New Orleans, 1930. Eight people from different walks of life all have received a telegram inviting them to “the most original party ever staged in New Orleans”. When they arrive at the venue, an ornate apartment, they discover two things – they all know each other (and probably wouldn’t have come if they knew who the other guests were) and the host, whoever it is, is absent. And then the radio crackles into life…
In absentia, the host announces the plan for the evening. The apartment is a death-trap, with electrified doors. The guests will die, one by one, every hour until none are left. The only way out is to outwit the mysterious host, but as their numbers begin to fall, and the eight empty coffins start to be filled, it looks like the host will stay one step ahead of his prey…

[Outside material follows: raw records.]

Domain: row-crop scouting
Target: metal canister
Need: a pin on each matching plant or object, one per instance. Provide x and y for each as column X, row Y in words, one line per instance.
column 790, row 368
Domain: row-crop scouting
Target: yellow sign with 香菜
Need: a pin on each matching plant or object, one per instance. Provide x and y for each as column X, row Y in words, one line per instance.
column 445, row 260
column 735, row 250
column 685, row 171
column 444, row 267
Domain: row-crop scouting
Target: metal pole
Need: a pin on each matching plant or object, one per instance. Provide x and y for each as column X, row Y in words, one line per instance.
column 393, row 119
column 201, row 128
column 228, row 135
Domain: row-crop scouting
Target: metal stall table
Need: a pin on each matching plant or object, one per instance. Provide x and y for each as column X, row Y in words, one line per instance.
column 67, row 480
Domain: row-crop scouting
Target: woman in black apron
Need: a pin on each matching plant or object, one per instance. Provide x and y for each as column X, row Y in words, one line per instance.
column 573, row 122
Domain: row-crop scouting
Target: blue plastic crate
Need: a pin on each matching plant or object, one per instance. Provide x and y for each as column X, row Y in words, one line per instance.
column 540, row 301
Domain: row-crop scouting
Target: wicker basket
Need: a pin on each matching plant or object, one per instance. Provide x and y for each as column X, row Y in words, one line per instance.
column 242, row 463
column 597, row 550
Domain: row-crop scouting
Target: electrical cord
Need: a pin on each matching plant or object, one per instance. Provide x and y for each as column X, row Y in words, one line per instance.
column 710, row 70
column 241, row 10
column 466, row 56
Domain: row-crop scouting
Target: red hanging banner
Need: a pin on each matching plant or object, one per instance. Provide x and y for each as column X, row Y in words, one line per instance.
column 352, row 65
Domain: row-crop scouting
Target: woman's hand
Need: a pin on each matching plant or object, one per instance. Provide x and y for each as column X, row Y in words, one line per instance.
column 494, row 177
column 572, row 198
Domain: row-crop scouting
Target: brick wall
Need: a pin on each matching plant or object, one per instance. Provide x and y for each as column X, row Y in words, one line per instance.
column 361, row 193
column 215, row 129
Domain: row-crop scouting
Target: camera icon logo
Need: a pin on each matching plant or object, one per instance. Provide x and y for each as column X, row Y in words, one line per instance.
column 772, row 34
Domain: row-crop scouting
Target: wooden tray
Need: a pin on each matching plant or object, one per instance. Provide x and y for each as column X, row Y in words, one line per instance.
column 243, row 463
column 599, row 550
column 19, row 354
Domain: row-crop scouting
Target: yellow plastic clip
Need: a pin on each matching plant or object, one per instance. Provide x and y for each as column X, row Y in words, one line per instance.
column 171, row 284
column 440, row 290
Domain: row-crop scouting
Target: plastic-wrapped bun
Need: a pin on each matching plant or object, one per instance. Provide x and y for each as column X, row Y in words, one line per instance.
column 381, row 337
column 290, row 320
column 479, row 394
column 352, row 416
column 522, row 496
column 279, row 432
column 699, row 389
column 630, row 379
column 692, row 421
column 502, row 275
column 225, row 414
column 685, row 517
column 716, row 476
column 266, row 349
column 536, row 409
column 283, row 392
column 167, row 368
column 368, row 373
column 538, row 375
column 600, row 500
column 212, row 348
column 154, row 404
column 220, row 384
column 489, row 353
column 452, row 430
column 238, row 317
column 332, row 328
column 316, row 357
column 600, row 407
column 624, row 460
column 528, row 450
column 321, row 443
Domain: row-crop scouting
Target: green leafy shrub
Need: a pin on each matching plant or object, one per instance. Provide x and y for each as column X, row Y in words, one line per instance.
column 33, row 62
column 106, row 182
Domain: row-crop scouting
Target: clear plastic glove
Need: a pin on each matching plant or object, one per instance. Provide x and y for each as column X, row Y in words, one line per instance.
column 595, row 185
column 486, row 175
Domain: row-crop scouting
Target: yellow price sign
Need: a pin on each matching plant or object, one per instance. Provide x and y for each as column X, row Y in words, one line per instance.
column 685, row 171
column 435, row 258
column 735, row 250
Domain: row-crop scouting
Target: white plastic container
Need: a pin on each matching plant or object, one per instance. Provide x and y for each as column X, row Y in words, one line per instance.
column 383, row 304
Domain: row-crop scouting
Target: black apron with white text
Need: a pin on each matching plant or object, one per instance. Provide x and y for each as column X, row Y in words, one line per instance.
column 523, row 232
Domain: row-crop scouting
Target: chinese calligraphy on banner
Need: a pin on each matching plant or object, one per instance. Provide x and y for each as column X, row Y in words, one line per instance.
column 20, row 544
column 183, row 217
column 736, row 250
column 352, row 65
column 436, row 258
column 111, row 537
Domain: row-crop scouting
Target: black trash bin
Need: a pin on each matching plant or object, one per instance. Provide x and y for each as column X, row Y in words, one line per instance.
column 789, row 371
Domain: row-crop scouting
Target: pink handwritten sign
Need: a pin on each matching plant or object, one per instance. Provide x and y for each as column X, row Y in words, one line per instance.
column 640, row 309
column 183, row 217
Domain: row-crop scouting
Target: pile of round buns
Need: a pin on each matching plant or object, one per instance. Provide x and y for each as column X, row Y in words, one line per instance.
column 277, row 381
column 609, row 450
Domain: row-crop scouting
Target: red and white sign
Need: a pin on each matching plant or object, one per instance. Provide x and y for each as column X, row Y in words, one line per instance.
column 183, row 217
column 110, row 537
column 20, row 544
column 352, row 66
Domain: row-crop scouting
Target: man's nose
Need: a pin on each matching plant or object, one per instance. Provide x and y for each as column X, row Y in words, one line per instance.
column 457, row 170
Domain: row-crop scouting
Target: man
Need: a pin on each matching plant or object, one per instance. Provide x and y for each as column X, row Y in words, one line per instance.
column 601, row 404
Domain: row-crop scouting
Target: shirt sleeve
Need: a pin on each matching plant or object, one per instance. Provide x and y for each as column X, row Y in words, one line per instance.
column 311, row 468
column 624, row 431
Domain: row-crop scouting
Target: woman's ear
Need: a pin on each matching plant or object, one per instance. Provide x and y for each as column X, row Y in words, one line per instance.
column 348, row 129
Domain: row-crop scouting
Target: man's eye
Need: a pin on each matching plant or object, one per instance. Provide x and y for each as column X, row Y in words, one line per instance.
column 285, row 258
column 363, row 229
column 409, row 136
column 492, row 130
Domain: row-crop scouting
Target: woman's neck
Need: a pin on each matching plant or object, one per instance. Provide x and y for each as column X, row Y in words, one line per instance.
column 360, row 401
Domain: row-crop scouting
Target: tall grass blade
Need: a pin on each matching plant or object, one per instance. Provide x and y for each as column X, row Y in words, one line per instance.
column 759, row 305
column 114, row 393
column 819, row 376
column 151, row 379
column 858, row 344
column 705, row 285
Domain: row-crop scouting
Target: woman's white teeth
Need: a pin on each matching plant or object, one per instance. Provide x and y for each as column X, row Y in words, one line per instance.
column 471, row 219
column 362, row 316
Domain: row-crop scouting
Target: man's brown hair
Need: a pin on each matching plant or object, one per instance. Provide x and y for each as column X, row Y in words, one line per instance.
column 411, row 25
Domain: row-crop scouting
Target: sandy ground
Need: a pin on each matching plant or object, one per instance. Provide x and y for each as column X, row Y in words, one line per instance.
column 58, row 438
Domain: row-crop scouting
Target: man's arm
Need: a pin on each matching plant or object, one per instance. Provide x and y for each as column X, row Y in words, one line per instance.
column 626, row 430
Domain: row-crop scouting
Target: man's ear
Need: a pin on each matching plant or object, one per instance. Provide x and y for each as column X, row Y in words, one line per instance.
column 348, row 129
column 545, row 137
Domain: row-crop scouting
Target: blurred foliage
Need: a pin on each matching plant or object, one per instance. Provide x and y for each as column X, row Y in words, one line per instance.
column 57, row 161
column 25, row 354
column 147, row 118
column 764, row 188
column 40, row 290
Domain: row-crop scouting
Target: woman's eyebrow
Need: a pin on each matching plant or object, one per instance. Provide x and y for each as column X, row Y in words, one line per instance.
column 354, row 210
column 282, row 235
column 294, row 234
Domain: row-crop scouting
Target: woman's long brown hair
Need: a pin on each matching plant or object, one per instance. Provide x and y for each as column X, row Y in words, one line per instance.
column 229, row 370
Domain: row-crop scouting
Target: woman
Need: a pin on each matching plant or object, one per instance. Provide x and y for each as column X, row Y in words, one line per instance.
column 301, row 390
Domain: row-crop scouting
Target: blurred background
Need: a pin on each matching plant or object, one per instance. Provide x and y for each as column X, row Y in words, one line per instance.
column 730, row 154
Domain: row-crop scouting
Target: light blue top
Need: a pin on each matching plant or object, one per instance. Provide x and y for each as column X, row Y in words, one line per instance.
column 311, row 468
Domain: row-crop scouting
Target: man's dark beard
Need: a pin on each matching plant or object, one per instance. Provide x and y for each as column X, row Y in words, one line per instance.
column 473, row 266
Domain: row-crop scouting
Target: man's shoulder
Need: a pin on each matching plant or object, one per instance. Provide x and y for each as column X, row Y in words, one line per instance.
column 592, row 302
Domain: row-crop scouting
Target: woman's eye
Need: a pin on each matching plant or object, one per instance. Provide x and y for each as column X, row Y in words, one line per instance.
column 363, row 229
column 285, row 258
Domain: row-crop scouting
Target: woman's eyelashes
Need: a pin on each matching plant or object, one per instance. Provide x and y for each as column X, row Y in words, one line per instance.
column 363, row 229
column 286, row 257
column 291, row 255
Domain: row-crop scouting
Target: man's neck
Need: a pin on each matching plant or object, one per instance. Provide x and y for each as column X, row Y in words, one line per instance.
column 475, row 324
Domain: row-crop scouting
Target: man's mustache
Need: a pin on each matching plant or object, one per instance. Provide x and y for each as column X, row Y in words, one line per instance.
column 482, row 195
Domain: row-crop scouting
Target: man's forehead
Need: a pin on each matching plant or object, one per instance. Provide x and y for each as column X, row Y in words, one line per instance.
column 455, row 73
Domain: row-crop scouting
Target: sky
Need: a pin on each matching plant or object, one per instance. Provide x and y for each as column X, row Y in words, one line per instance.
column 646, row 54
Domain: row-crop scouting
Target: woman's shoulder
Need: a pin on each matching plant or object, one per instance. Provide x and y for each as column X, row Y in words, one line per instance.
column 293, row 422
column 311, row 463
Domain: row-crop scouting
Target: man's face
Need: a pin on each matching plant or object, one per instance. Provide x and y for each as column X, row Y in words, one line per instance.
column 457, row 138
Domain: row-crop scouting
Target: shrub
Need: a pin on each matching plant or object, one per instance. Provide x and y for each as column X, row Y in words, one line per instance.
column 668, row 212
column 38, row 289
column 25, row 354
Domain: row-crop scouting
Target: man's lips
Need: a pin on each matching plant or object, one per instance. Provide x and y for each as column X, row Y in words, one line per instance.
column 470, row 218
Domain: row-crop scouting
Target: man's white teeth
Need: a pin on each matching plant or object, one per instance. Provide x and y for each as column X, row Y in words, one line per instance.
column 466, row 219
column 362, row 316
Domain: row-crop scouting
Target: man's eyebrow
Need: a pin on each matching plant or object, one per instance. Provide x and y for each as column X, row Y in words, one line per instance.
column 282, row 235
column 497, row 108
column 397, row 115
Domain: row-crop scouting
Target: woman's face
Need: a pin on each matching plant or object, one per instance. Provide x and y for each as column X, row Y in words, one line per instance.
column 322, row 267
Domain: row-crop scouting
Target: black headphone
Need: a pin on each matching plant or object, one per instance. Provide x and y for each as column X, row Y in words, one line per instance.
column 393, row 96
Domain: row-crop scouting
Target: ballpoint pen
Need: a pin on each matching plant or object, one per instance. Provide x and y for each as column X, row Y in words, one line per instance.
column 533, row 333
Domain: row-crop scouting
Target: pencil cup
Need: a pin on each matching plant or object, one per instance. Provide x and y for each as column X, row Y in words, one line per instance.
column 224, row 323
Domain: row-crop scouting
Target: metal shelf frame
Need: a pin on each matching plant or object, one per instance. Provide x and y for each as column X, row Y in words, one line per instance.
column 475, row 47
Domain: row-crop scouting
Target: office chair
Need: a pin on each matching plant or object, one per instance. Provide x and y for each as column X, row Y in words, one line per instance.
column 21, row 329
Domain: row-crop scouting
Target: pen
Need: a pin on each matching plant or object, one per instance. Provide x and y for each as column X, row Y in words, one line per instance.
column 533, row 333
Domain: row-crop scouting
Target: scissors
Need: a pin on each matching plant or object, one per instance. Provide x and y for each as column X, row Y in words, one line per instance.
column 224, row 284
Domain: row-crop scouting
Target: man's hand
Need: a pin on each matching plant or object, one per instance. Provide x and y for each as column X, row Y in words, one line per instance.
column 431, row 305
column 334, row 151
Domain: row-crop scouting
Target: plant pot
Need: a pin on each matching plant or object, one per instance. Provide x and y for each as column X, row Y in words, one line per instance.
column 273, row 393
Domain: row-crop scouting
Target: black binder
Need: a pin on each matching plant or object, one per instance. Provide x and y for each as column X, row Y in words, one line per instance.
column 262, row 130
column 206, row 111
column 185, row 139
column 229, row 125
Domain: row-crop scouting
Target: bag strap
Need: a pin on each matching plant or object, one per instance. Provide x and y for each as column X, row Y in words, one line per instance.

An isolated set of suspects trapped in a location, dying one by one – the parallels are obvious. Yes, there is a good chance that “The Superlative Seven”, a 1967 episode of the Avengers, was inspired by this. It even has the coffins. And there is also the question as to what extent, if any, Agatha Christie got her inspiration for Ten Little You-Know-Whats from this. The Invisible Host was published in 1930, and filmed in 1934 as The Ninth Guest. Christie’s book appeared in 1939… I’ll leave it to you to make your choice as to whether this inspired Christie’s classic – Curtis Evans makes his case in the introduction to this new reprint – but in the meantime, what about this book itself?
It’s starts off with a nice introductory chapter, where we meet the guests one at a time and are teased about some of the relationships between them, both positive and negative. Once they get together, the authors (a pair of married journalists) spend some time ratchetting up the tension nicely before the first death takes place. In fact it’s about halfway through the book before the first death occurs, and that didn’t bother me at all. You can see that something dreadful is coming, and the first death is a thing of beauty.
After that, the plot never hangs around about racking up the body count, until we get to the resolution, and yes, there is something that should point to the killer that I missed. But even after the reveal, there’s still a twist to come, again, something I didn’t see coming.
Yes, the motive doesn’t make much sense and the mechanisms of the situation require a phenomenal amount of luck to work – so much so, you have to swallow you disbelief at times when the plot is being explained – but it’s told with pace and excitement, so probably, like me, you’ll end up not caring. This is a really fun tale and well worth your time.